Possible Conflict of Interest:

For transparency, I am an Associate Editor of MedEdPublish.

P Ravi Shankar - (26/08/2020) Panel Member Icon
This is an interesting article about implementing a mixed educational program utilizing a high-fidelity simulation and virtual reality sessions. Virtual reality can play an increasingly important role in medical education. The cost of VR hardware is decreasing and as the authors mention VR can be accessed through smartphones and VR glasses.
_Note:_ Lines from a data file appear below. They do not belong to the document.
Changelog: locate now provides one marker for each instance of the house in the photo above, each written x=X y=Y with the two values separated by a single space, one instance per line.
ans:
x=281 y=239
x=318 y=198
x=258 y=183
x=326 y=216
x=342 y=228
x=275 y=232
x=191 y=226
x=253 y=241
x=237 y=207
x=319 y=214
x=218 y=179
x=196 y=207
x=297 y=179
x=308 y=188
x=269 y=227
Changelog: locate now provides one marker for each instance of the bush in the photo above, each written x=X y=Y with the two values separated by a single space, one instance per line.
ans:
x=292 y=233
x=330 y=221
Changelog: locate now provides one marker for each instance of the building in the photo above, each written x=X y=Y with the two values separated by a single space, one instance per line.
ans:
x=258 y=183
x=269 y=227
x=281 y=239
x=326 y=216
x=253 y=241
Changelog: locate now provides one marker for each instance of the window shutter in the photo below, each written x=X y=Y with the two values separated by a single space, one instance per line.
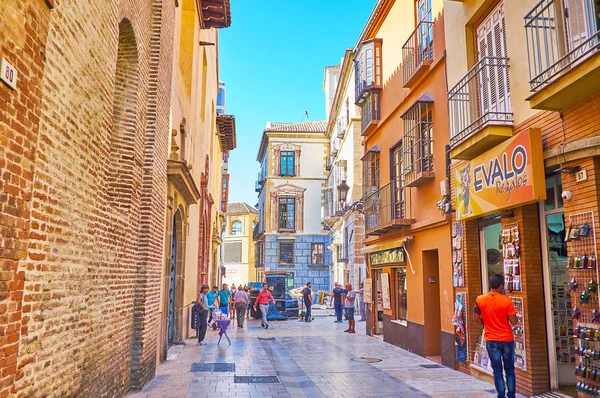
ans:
x=494 y=82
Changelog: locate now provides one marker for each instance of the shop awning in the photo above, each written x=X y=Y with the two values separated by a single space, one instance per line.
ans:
x=383 y=246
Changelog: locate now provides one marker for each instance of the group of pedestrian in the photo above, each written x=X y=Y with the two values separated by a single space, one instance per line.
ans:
x=234 y=302
x=344 y=300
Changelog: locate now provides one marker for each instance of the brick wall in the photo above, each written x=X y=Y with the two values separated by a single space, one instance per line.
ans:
x=83 y=265
x=23 y=32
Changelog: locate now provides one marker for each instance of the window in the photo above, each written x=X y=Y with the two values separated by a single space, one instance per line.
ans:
x=370 y=173
x=346 y=243
x=259 y=260
x=317 y=253
x=418 y=142
x=286 y=253
x=397 y=181
x=232 y=252
x=401 y=294
x=554 y=199
x=236 y=228
x=494 y=90
x=287 y=210
x=288 y=163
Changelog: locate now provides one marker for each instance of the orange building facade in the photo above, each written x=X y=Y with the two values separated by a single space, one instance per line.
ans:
x=401 y=90
x=524 y=110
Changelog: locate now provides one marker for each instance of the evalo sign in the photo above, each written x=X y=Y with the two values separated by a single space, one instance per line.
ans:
x=508 y=175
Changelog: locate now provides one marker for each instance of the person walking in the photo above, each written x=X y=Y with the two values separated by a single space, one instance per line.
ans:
x=336 y=297
x=349 y=296
x=496 y=312
x=263 y=300
x=231 y=303
x=201 y=308
x=223 y=298
x=362 y=305
x=240 y=299
x=211 y=296
x=307 y=295
x=247 y=290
One of the issues to be addressed in a revised version is to provide a greater description of what was done during the intervention, what was measured, how it was measured and what was found. Readers can benefit from greater details about what was addressed during the high-fidelity simulation and the topics addressed during the virtual reality (VR) sessions. How were the VR sessions conducted in the classroom? More details about the questionnaire and how the focus groups were conducted and how the data was analyzed will be helpful. How many focus groups were conducted? What were the themes which emerged? Greater details about the company called ‘Virti’ and which topics will be addressed and more information about the videos will be of interest.
Carol Quinn - (25/08/2020)
important contribution in recognising medical students are on the edge of a community of practice and utilisation of technology to enhance learning. Clear outcomes with appropriate measurement. Practical implications identified.